The junior high material is too advanced for Pamela, my autistic aphasiac teen, who functions at an upper elementary grade level. We are trying Apologia's elementary science books. Pamela chose astronomy, one of four texts. She has just completed Lesson 1, and the book has engaged her imagination.

We have thoroughly explored the bonus material for readers of the book: Pamela made a montage of her favorite photos from the Hubble Telescope, a model of planet sizes using balloons (pictured below), and a model of distances in the solar system using 392 paper clips and ten marshmallows (pictured left). She printed photos depicting the relative size of the planets and more detailed biographies of Copernicus and Galileo. She loved the online solar system animations, which stimulated her vestibular system and ignited a gigglefest. She writes her narratons on notebook pages from a PDF file: Pamela illustrates and writes a narration of every reading. Her course notebook is already quite thick after only one lesson.

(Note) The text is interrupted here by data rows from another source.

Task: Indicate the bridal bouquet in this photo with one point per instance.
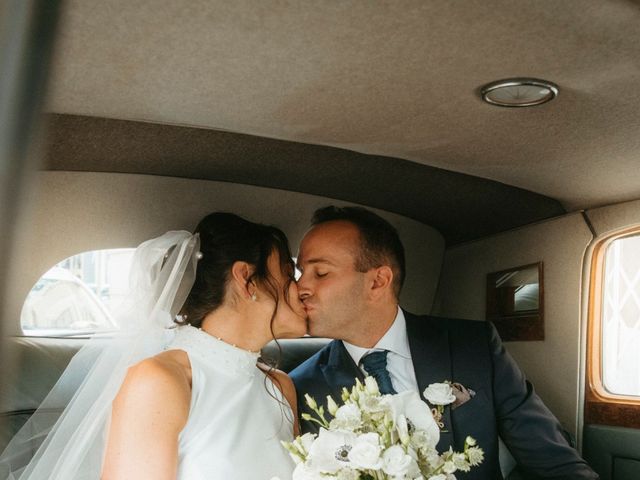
(375, 437)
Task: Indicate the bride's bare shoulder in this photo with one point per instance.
(158, 381)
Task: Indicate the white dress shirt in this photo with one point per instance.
(399, 363)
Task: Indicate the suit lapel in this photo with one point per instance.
(340, 370)
(431, 359)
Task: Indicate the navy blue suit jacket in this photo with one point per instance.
(470, 353)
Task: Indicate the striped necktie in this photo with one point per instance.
(375, 364)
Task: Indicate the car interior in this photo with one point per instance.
(501, 139)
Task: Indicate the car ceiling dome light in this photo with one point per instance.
(519, 92)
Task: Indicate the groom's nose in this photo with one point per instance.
(303, 293)
(303, 289)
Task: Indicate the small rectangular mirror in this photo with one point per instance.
(515, 301)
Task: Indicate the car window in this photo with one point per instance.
(78, 295)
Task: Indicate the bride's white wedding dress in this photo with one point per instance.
(235, 424)
(237, 415)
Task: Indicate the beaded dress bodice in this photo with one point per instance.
(237, 416)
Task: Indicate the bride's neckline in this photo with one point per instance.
(215, 351)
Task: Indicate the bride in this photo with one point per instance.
(180, 392)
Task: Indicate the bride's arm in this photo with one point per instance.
(288, 389)
(148, 414)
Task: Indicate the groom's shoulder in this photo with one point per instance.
(310, 367)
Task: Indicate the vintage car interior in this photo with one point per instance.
(500, 137)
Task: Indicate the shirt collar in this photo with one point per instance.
(395, 340)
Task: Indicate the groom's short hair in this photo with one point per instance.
(379, 240)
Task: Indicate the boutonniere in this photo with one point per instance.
(439, 395)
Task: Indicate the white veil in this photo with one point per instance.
(70, 443)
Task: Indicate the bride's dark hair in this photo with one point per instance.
(226, 238)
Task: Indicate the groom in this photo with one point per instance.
(352, 264)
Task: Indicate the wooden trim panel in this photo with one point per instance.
(601, 406)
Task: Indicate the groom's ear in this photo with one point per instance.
(381, 281)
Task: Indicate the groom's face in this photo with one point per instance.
(331, 289)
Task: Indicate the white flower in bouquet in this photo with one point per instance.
(378, 437)
(330, 452)
(439, 394)
(408, 405)
(397, 463)
(365, 453)
(348, 417)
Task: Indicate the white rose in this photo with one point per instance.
(449, 467)
(348, 417)
(347, 474)
(476, 456)
(366, 452)
(372, 405)
(371, 386)
(305, 472)
(330, 451)
(416, 412)
(439, 394)
(395, 462)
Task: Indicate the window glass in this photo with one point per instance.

Solar System--CircumferencesWe are Excel fanatics, and my husband and I both agree that no education is complete without a solid grounding in Excel. I made spreadsheets to estimate the distances between planets based upon the paper clip model and the planet sizes based upon the balloon model. When she entered the numbers, Pamela was fascinated to see the formulas calculated for her. I designed another spreadsheet in which Pamela can organize words roots. She looked up the root, language, meaning, and examples of words with the roots in a dictionary (i.e., astro-, Greek, star, astronomy, astronaut).